Methods: Undergraduate college students (N= 38) who completed one (i.e. sophomores) or three years (i.e. seniors) of study at an urban public university in Virginia were recruited to participate in semi-structured interviews. Data were collected on measures of perceived social support (Zimet et al, 1988); exposure to traumatic events (UCLA PTSD Index); and school engagement (collaborative learning, seeking academic help, academic perseverance). Social network data were collected during semi-structured interviews using a hierarchical mapping technique (Antonucci, 1987). Using a diagram of three concentric circles, with a smaller circle in the center representing the participant (e.g.“You”), respondents placed within the three circles those they considered “closest and/or most important relationships with whom you share a strong emotional bond, regardless of whether it is a positive and satisfying or a difficult and fraught relationship.” Lines indicated those individuals in the concentric circles who were reached out to for emotional and educational support. Descriptive statistics and correlation matrices were conducted to explore the relationship between network closeness and measures of interest.
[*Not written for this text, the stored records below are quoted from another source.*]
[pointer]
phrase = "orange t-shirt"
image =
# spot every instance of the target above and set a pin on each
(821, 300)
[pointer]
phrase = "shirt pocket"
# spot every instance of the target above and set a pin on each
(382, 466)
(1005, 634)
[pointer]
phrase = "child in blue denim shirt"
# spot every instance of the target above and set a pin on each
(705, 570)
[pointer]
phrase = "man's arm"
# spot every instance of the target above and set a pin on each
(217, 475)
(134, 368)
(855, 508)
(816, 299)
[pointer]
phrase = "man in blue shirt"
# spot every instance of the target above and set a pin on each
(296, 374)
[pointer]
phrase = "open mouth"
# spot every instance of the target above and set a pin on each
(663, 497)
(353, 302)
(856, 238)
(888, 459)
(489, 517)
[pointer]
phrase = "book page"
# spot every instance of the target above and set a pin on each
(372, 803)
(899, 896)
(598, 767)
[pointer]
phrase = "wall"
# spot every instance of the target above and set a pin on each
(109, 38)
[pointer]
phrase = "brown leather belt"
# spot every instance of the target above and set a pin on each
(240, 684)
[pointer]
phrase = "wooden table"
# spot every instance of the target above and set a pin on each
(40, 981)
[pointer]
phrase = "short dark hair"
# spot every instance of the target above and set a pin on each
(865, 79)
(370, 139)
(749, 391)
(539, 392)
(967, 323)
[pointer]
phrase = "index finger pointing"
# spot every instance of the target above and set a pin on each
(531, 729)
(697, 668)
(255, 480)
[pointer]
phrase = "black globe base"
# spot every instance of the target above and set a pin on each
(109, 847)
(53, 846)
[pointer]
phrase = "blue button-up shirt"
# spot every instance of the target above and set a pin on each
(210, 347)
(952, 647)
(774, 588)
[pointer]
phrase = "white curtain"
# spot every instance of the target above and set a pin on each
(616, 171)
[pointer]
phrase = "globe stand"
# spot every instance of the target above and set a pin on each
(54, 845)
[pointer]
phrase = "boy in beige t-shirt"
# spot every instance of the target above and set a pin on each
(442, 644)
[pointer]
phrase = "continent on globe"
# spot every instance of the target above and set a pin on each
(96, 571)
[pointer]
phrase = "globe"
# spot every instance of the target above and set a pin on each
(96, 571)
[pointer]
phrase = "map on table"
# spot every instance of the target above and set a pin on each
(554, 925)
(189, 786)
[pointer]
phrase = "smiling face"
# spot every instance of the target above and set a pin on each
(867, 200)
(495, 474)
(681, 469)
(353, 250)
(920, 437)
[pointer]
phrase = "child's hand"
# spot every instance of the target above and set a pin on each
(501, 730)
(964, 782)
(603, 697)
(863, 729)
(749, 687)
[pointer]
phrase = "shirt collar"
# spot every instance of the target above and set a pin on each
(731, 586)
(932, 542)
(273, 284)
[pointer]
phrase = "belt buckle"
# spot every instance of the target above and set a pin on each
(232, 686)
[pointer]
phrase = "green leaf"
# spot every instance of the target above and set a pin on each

Results: Statistically significant correlations (p<.05) were found among participants who on average had more individuals in the innermost circle (i.e. closest concentric circle to “You”). These individuals, with relatively high numbers of ‘close’ ties, also tended to report higher levels of perceived social support, more academic perseverance, were more likely to reach out for help after an intense emotional experience (but not a more routine situation), and perceived those they reached out to for educational support to be more helpful. Having more close individuals was also significantly correlated with less perceived strain in relationships within a student’s social network.

Conclusions: Findings suggest collecting social network data using semi-structured interviews and the hierarchical mapping technique are effective for understanding egocentric social network structures of college students. Exploratory findings also support the validity of social network data collected to understand mechanisms of change that may not be captured by just person-level psychosocial measures. Future research can build on these preliminary findings to develop valid measurement and collection of social network data of vulnerable populations important to social work scholars.